The disciplinary measures taken by the National University of Singapore (NUS) and the police in the case of the student who filmed another showering are too lenient in the light of the perpetrator's severe actions and the trauma caused to the victim (NUS to relook disciplinary processes after student's complaint, April 21).
I am glad Education Minister Ong Ye Kung made it clear that the penalties meted out were "manifestly inadequate".
According to the Singapore Penal Code's Section 509, the insult of a woman's modesty "shall be punished with imprisonment for a term which may extend to one year, or with fine, or with both".
The outcomes arrived at by both the police and the school do not reflect the gravity of the crime.
Particularly, NUS' statutes and student code of conduct are vague and non-committal regarding the university's stance on these crimes.
NUS' statute on discipline with respect to students states that any student who is alleged to have committed "sexual misconduct, racial or religious discrimination, or any other kind of harassment towards any employee or student of the University" may be "subject to disciplinary proceedings", while the code of student conduct states that "students should refrain from all acts (including threats) of sexual misconduct against any staff, student or member of the university community and the wider public".
The university's disproportionately light penalty, along with its ambiguously worded disciplinary framework, suggests ambivalence towards the issue of sexual harassment.
I am not necessarily advocating the imprisonment of the male student. Nevertheless, the university should clearly convey an attitude of non-tolerance towards sexual misconduct, both in action and rhetoric, sending a clear message to all potential offenders about the serious consequences.
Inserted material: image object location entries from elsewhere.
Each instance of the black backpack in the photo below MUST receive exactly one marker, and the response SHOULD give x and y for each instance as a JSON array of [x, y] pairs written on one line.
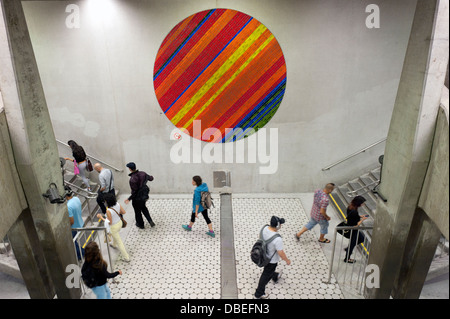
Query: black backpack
[[87, 273], [259, 250], [143, 191]]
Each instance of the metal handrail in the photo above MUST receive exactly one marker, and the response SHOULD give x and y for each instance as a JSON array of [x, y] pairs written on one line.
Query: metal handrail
[[354, 154], [92, 230], [352, 229], [90, 195], [352, 193], [93, 157]]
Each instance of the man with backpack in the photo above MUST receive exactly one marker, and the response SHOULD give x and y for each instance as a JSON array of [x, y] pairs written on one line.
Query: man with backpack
[[267, 252], [139, 194], [201, 202]]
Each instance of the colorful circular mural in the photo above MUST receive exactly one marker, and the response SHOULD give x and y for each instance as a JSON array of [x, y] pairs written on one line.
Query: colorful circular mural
[[220, 69]]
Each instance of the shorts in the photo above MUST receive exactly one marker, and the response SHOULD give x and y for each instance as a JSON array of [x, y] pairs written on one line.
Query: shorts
[[322, 223]]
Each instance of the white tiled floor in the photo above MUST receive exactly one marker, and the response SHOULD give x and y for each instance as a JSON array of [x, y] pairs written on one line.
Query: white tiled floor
[[309, 267], [169, 262]]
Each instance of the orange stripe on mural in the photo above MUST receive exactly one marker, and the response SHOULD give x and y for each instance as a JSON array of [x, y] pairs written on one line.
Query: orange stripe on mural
[[194, 53], [173, 35], [281, 72], [209, 72], [242, 59], [229, 97]]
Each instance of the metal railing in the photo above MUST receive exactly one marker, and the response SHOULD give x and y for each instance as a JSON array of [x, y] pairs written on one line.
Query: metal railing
[[94, 158], [365, 188], [354, 154], [350, 276], [6, 246], [83, 237]]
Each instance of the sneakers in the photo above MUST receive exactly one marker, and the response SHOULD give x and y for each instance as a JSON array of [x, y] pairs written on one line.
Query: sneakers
[[279, 275]]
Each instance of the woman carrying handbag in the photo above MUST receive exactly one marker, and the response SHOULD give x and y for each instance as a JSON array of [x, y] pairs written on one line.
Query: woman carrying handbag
[[354, 219], [113, 211]]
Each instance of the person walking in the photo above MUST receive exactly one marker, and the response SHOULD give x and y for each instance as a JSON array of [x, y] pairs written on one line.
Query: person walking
[[275, 250], [106, 180], [94, 272], [319, 213], [197, 206], [112, 214], [138, 179], [354, 219], [79, 156], [75, 218]]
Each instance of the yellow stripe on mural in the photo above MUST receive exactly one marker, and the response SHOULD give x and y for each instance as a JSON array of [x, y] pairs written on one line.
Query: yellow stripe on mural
[[242, 67], [218, 74]]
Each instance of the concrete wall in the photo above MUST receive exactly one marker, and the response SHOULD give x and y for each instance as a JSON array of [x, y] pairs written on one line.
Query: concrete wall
[[434, 197], [342, 80], [11, 194]]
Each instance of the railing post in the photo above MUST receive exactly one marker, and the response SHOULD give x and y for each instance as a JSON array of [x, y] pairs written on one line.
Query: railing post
[[332, 258]]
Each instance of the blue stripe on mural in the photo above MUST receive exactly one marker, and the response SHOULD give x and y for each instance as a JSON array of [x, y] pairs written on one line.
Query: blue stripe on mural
[[208, 65], [274, 103], [276, 91]]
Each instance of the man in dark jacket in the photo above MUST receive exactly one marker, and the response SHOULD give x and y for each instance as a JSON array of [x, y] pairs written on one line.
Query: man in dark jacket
[[138, 179]]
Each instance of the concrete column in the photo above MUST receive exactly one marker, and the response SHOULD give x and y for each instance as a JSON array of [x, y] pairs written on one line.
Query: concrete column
[[35, 151], [409, 142], [30, 257], [419, 252]]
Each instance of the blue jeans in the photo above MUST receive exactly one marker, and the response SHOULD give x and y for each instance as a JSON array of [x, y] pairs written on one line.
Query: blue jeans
[[322, 223], [102, 292]]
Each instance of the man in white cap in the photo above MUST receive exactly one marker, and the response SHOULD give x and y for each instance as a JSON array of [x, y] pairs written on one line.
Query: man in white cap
[[275, 252]]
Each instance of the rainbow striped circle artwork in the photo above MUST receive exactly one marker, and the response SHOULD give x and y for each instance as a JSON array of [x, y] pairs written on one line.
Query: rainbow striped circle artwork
[[223, 69]]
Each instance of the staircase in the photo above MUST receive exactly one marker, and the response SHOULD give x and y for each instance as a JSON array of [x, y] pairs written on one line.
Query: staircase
[[362, 185], [90, 209]]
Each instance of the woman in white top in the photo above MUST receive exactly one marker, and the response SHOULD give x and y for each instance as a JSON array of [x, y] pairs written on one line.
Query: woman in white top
[[113, 209]]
The prestige of NUS rests not merely on the school's academic achievements, but also on its ability to act with integrity and transparency in thorny situations.
As part of the community in NUS, I care for it and hope for all students and staff to have the assurance that they are in an environment that will keep them safe and support them when they have been wronged.
Hence, I appeal to the university to reconsider the penalty given to the perpetrator, demonstrating its resolution in condemning sexual misconduct, on top of reviewing the current disciplinary and support frameworks.